Del pasado mes de mayo es el anuncio de compra de 53 aviones a Airbus y Boeing, de los que 32 aparatos son del modelo B787-10 del fabricante estadounidense y están asignados a British Airways, y 21 aeronaves responden al modelo A330-900neo de Airbus, que podrán ir a Aer Lingus, Iberia o Level. A precios de catálogo, las compras a Boeing alcanzan los 12.704 millones de dólares (10.750 millones de euros), mientras que se pagarían 7.854 millones de dólares (6.645 millones de euros) a Airbus.
En total, IAG pidió 71 aviones de largo radio el año pasado, cuya entrega está prevista entre 2028 y 2033, al tiempo que reservó opciones para otras 23 aeronaves. La entrada de flota responde a una combinación de sustitución de aviones y crecimiento, notándose retrasos en las entregas que lastran la inversión en inmovilizado a corto plazo. Las previsiones que maneja el grupo apuntan que en 2027 y 2028 gastará una media de 4.900 millones de euros al año; entre 2029 y 2031, la cifra subirá a 5.600 millones de euros, y a partir de 2032 el gasto se normalizará en torno a los 4.500 millones de euros anuales.
Remuneración al accionista
La compañía que lidera Luis Gallego ya anticipó ayer la puesta en marcha de un plan de recompra de acciones para los próximos 12 meses por un valor de 1.500 millones, cuando acaba de culminar un programa de inversión en acciones propias por 1.000 millones. Se trata de devolver al accionista el excedente de efectivo con la posterior amortización de ese papel, pese a que IAG se encuentra inmersa en importantes proyectos de desarrollo de marcas como British Airways, Iberia y Vueling. La primera operación, prevista en 500 millones, se efectuará hasta finales de mayo.
“La ejecución de nuestra estrategia y nuestro programa de transformación está creando valor para nuestros accionistas, con un crecimiento del beneficio por acción ajustado del 22,4%”, ha señalado Gallego en el marco de la presentación de resultados.
Al tiempo que se insiste en la recompra de acciones, la empresa va a complementar el dividendo con cargo a 2025 con un segundo pago de 0,05 euros por acción (228 millones de euros). Esta suma, que será distribuida a partir del 28 de junio, se suma a los 0,048 entregados en diciembre, totalizando 0,098 euros por título o un total de 448 millones (el dividendo por acción crece un 8,9%). Los partícipes de IAG volvieron a cobrar dividendos en 2024, tras años de sequía por el impacto de la pandemia en el transporte aéreo.

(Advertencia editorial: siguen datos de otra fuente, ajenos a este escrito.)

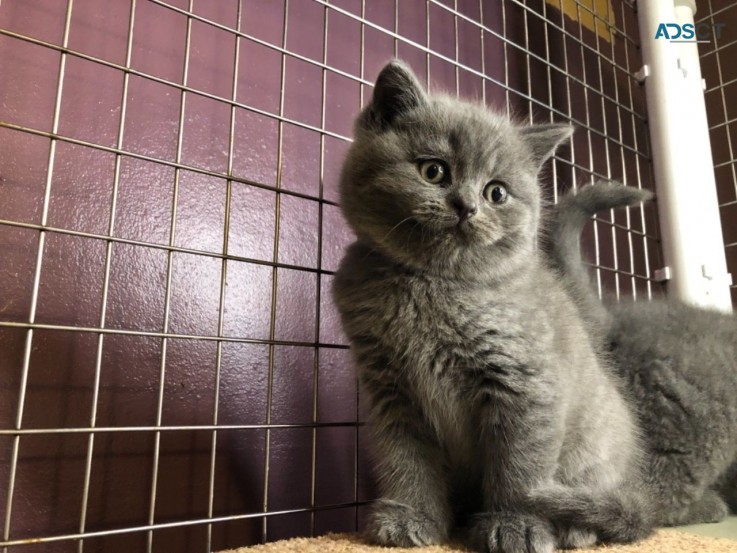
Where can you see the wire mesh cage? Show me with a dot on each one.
(721, 83)
(172, 372)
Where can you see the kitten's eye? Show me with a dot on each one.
(496, 192)
(433, 171)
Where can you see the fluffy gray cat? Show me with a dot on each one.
(489, 404)
(679, 363)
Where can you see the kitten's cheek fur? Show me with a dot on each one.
(395, 524)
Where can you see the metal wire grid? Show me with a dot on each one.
(558, 30)
(717, 67)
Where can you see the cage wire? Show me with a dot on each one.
(172, 372)
(721, 84)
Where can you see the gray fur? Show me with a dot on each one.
(486, 396)
(680, 365)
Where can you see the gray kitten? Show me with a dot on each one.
(679, 363)
(489, 404)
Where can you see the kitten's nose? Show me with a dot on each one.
(466, 209)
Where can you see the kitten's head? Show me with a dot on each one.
(442, 185)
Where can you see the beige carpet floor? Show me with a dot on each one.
(663, 541)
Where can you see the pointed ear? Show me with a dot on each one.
(543, 140)
(397, 91)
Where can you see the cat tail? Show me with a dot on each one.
(561, 241)
(615, 516)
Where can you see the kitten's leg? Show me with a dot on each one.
(414, 509)
(710, 507)
(619, 515)
(512, 532)
(727, 487)
(515, 499)
(519, 451)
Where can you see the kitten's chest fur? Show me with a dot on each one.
(435, 338)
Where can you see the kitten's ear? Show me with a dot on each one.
(396, 92)
(543, 140)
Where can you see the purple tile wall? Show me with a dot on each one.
(168, 237)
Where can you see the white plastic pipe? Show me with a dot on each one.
(693, 245)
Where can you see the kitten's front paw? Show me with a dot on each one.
(505, 532)
(396, 524)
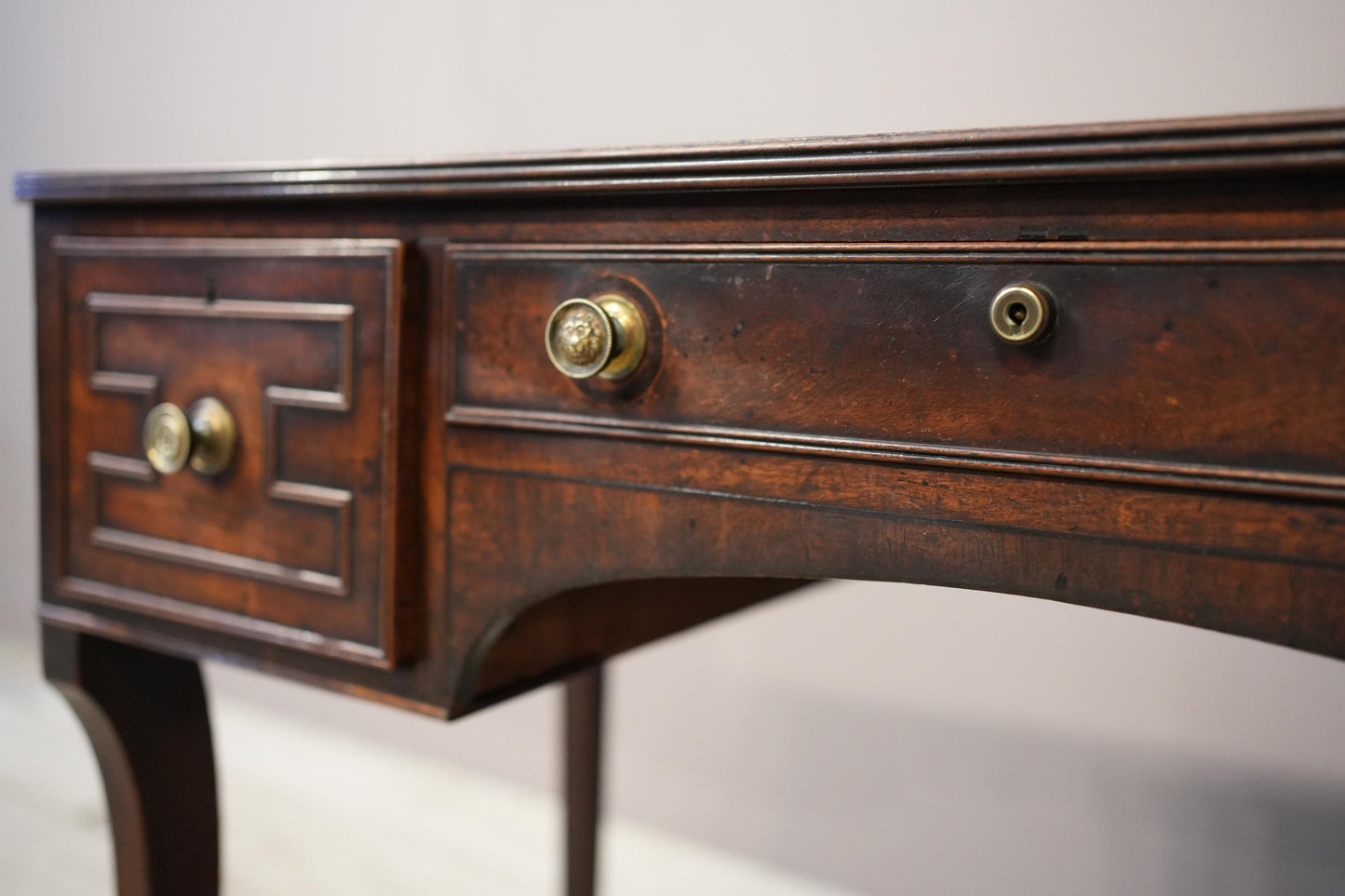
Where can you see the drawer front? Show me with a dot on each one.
(1190, 361)
(292, 541)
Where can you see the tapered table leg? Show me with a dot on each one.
(145, 715)
(583, 779)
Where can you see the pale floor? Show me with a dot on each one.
(308, 809)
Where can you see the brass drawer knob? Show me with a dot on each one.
(203, 436)
(603, 337)
(1021, 315)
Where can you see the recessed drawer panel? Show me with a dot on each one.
(1191, 361)
(289, 350)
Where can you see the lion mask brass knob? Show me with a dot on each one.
(202, 436)
(603, 337)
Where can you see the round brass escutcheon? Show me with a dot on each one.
(203, 436)
(1021, 314)
(600, 337)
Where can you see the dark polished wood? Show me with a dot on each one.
(145, 715)
(425, 513)
(583, 779)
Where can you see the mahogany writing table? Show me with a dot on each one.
(438, 434)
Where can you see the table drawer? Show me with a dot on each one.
(1223, 361)
(292, 539)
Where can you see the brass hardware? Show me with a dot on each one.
(603, 337)
(1021, 314)
(205, 436)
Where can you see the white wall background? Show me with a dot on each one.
(939, 742)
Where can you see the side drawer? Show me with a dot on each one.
(293, 540)
(1163, 359)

Desde IAG se habla de esta mañana de una dinámica del mercado “muy favorable”, en la que crece la demanda de vuelos en un momento en que la oferta se ve restringida por la falta de aviones y se da un proceso de consolidación en el sector. El holding, que participa en el proceso de entrada de capital privado en la portuguesa TAP, tiene perspectivas positivas para este 2026, “respaldadas por una dinámica de mercado muy atractiva y una demanda estructural a largo plazo”.
Los presupuestos de IAG para el presente ejercicio sitúan el aumento de capacidad en el 3%, esperándose la entrada de 17 aviones. Se habla ya de solidez en las reservas de este primer trimestre y de una reducción de los costes unitarios del 1% excluyendo el combustible para los 12 meses. IAG tiene un 62% de su consumo de fuel cubierto y estima una inversión de unos 3.600 millones este 2026. Sobre el flujo de caja libre, la previsión es que vuelva a situarse por encima de los 3.000 millones.